The aim of the exercise was to use variable tone ‘values’ to give the impression of three dimensionality, using conte or charcoal on a large sheet of paper.
First Attempt: Compressed charcoal stick on A2 cartridge paper.
I observed a wide range of tones in the subject, but the charcoal stick I used was much too black, resulting in a picture that was much too dark overall. It was very hard to create subtle medium tones and highlights. The lemon started out the wrong shape and my attempt to correct it was messy. The shadows are much too dark and failed to represent the variations in pattern and gradation of shadows I wanted to recreate. I was pleased with the top of the pepper, where I had left enough white paper to create interesting highlights and shape.
There were in fact two light sources; I realised later that I had set up a desk lamp as a primary light source, but that the window behind me was also throwing light on the subject and complicating things!

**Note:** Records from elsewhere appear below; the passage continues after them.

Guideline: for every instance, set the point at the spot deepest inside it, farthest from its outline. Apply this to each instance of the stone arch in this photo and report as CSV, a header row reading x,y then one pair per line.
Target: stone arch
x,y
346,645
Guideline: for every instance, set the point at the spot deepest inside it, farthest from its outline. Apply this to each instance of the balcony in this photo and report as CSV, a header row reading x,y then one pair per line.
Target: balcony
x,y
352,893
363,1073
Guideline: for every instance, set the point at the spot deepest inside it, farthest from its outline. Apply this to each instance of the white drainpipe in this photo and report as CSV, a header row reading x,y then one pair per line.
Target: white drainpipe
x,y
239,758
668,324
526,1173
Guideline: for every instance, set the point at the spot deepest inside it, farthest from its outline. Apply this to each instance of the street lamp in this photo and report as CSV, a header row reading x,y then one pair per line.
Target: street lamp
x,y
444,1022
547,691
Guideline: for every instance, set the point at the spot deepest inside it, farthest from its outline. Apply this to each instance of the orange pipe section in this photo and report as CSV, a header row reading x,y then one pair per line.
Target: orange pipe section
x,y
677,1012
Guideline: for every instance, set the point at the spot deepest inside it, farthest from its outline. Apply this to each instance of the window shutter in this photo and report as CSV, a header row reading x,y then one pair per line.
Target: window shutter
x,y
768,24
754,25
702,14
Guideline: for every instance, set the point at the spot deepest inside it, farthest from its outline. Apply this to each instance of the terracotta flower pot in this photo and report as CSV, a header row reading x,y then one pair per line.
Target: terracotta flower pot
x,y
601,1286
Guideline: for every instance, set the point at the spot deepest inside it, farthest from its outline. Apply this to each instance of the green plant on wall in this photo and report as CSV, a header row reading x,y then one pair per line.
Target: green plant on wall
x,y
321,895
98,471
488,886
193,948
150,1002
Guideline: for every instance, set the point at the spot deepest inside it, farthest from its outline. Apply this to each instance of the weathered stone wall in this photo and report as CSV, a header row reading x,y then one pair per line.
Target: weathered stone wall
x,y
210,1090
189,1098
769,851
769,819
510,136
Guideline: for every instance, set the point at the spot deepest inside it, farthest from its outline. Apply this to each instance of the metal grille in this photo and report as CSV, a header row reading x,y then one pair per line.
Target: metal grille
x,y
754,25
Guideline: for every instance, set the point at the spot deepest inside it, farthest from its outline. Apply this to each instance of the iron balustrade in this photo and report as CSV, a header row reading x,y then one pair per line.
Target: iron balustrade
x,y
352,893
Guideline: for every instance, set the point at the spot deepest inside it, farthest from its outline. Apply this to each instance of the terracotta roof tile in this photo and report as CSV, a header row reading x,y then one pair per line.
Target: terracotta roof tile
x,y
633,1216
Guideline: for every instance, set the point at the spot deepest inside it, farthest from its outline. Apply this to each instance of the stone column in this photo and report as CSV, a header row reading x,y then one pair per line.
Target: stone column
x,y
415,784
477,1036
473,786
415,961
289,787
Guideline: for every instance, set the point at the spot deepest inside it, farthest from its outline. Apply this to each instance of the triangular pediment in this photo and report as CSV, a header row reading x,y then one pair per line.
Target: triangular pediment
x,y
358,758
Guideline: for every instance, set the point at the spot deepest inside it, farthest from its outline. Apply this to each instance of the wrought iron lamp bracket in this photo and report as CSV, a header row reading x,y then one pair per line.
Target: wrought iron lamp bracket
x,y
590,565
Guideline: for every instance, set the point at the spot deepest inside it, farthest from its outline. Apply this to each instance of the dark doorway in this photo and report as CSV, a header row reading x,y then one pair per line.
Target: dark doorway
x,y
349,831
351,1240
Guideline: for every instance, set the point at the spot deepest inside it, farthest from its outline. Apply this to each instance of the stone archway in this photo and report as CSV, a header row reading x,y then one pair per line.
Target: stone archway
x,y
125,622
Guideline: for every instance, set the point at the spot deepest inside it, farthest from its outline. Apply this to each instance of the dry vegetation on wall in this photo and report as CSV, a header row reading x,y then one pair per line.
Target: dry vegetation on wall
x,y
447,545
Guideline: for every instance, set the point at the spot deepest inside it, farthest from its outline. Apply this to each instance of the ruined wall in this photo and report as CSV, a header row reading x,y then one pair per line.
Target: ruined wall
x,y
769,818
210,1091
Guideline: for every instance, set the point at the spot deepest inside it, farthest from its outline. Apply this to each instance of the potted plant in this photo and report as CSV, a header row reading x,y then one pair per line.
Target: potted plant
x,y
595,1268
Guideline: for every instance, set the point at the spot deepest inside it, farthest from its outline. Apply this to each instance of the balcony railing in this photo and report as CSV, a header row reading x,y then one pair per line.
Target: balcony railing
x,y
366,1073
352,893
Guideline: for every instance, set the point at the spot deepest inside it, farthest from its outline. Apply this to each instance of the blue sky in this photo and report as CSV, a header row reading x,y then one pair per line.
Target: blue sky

I wasn’t sure I liked the effect made using the side of the charcoal stick on the paper- a rough mottled effect. In places I tried smudging the charcoal with my finger to create solid smooth areas of tone. I think both methods worked in some areas of the picture but not in others.
Second attempt: willow charcoal on cartridge paper (A2)
Willow charcoal was much more forgiving and less intensely black than the compressed charcoal so it was easier to generate mid-tones. Nevertheless, I felt the picture still tended towards being too dark. I started off doing quite a lot of work using the side of the charcoal, but I was still in two minds about whether I liked the resulting texture…. so it developed into a combination of smudged areas and more obviously drawn hatched lines. It was also possible to use the putty rubber effectively to lift off tone and create highlights.
I was pleased with the pepper and the overall relationship of the arrangement with the shadows. There was definite variation in tone, from white to black, across the whole picture and I was able to bring out subtleties in intensity of shadow. I am happier with the lemon than in my previous attempt, although I was still struggling to depict its skin texture.
Third attempt: willow charcoal on textured multi-media paper (A2)
I set up this composition with the deliberate intention of capturing reflected light and very definite shadows and reflections on a smooth object. I tried really hard to draw only what I could see and felt I had made a decent stab at it. There were significant areas of reflected light under the egg and the shadow contained a lot of gradation of tone. Such a simple subject was very exposing of any failure to observe what was in front of me!
However, I had taken delivery of some new paper, as I had run out of the cartridge paper I had been using, and it’s texture (purchased for a substantial tooth) was too rough, rather like watercolour paper. The resulting effect was therefore over-textured, which I did not like, because it was hard to make smooth marks. I am struggling to find a paper which I like for charcoal/pastel work.